SELF-ESTEEM. PENTINGKAH?
Self-esteem, dalam bahasa Indonesia diartikan mencintai diri sendiri, adalah sebuah pencapaian tertinggi dari usaha untuk berdamai diri sendiri. Bukan hal gampang tentu saja, anda pertama-tama perlu menghadapi masalah, situasi ataupun kondisi apapun yang mempengaruhi kedamaian hidup (atau hati) anda. Seumpama lingkaran setan, masalah yang anda hadapi (mungkin saja) tidak hanya disebabkan oleh faktor tunggal. Untuk mengurainya tentu butuh waktu lama dan pendekatan berbeda.
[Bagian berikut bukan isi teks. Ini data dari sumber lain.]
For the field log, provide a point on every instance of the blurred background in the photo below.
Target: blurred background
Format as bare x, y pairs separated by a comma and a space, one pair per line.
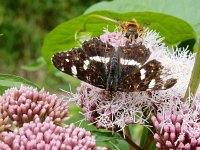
23, 26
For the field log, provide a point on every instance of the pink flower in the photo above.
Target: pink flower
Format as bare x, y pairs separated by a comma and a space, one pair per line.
46, 135
178, 126
18, 106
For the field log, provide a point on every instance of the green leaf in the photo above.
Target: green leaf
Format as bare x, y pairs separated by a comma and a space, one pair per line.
8, 81
40, 62
195, 77
187, 10
64, 37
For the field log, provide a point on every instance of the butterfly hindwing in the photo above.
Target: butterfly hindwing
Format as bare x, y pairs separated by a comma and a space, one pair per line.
148, 77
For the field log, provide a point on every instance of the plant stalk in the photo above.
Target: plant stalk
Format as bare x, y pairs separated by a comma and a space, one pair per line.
195, 77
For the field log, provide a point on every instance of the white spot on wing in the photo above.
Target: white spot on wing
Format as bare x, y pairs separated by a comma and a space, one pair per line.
129, 62
86, 63
142, 72
152, 84
100, 59
74, 70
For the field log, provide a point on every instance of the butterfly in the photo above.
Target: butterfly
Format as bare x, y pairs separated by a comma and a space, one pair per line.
123, 68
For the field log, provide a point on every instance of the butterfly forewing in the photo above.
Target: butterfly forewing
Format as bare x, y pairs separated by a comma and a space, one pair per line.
132, 57
95, 61
76, 63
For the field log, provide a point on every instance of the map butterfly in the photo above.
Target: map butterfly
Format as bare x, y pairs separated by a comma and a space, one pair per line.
123, 68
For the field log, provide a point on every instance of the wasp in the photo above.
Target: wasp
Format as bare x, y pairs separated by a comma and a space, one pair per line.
132, 30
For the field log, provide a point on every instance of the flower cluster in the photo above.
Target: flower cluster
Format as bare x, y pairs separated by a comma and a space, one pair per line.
29, 120
46, 135
18, 106
126, 108
177, 126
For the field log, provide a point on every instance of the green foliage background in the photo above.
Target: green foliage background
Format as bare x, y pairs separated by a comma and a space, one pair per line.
24, 24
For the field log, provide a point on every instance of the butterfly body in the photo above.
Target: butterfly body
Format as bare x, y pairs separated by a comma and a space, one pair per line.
124, 68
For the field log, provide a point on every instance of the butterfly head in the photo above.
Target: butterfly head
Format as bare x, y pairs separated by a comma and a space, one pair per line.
132, 30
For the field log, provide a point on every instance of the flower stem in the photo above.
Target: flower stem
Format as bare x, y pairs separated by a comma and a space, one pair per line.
148, 141
133, 146
195, 78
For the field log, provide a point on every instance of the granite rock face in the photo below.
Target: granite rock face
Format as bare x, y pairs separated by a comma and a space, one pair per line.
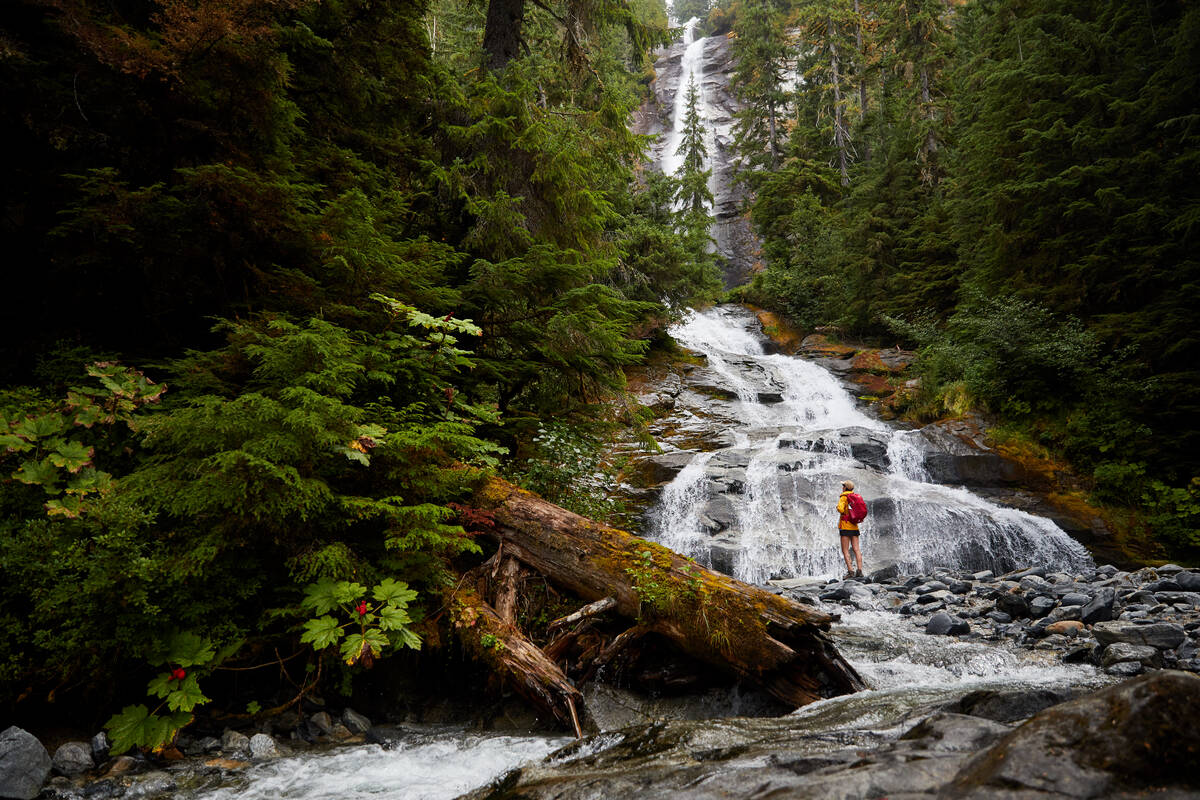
24, 764
1125, 740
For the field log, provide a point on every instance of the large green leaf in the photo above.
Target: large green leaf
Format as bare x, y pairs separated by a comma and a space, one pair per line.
89, 480
393, 618
186, 695
40, 427
72, 456
69, 505
321, 596
395, 593
355, 645
12, 443
41, 473
408, 638
322, 632
136, 727
186, 649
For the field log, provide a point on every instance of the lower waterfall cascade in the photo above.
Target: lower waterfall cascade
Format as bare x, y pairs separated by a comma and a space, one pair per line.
761, 505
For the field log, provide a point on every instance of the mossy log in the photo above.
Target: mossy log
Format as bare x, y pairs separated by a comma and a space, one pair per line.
772, 641
519, 661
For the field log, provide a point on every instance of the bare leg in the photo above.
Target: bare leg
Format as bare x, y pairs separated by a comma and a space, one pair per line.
858, 553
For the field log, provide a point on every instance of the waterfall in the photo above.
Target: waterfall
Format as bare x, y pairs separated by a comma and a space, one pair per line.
783, 477
690, 68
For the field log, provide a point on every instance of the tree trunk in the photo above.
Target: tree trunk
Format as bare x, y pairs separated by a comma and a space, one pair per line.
774, 642
839, 122
502, 32
507, 590
862, 80
526, 668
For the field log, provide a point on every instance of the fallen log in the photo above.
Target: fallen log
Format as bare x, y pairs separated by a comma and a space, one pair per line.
527, 669
772, 641
591, 609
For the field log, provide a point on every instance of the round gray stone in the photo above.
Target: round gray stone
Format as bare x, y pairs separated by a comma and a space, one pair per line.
1156, 635
263, 746
1120, 651
354, 721
234, 743
24, 764
73, 758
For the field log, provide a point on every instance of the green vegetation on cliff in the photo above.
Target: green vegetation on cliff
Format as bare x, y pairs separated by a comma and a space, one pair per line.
330, 258
1009, 186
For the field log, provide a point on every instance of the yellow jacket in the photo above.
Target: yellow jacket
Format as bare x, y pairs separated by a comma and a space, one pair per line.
843, 505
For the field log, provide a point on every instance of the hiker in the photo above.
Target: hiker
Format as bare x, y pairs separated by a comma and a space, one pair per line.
852, 510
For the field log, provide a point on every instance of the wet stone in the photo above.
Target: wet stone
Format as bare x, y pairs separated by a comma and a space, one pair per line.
1099, 608
73, 758
1188, 581
1041, 606
1120, 651
1156, 635
1125, 669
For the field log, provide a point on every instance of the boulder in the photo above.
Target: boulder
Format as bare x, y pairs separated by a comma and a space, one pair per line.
234, 743
1013, 605
355, 722
73, 758
1008, 705
100, 746
1041, 606
1156, 635
663, 468
1188, 581
1120, 651
942, 624
263, 746
1081, 749
1125, 668
24, 764
1065, 627
1099, 608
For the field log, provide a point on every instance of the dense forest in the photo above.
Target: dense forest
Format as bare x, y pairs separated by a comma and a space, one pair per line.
288, 280
1008, 186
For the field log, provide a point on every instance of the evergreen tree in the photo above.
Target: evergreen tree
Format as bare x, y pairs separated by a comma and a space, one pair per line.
694, 192
761, 49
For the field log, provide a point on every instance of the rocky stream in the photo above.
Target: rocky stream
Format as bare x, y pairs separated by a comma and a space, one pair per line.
1002, 661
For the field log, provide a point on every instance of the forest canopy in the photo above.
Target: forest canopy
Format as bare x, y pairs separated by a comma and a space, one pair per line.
1009, 186
286, 281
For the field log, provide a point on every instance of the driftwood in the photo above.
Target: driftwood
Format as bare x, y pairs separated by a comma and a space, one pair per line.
591, 609
499, 644
768, 639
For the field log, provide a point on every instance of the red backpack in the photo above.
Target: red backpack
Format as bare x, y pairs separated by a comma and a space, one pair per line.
856, 507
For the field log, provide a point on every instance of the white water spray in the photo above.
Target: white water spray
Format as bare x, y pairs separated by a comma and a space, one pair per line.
796, 452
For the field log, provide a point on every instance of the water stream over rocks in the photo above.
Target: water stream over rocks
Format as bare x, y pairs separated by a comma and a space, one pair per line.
1003, 618
761, 443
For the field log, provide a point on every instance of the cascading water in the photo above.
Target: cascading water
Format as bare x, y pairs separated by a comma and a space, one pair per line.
802, 437
690, 70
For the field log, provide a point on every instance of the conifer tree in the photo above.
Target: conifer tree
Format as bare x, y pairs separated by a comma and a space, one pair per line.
694, 192
762, 53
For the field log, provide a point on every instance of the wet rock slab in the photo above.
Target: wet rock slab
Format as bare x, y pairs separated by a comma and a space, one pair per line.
1080, 749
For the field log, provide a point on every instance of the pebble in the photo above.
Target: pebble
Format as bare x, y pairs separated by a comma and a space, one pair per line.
1123, 623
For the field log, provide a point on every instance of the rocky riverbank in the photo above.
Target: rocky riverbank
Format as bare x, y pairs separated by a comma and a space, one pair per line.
1123, 623
1132, 740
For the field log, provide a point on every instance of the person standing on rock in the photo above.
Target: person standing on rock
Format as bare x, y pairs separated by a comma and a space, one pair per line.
852, 510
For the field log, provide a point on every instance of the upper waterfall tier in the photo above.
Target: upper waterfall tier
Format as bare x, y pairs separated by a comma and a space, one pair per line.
711, 61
Marilah kita berbicara tentang “masalah” dalam konteks general, tidak hanya merujuk pada satu masalah tertentu, namun tentu saja merujuk pada masalah yang berpengaruh pada kesehatan mental anda, saya dan kita semua.
Lalu pernahkah anda
merasakan ‘overthinking’? Bagi saya
overthinking merujuk pada sebuah kondisi psikologis di mana pikiran kita
berjelajah melampaui ruang dan waktu, bukan hanya merujuk pada “banyak pikiran”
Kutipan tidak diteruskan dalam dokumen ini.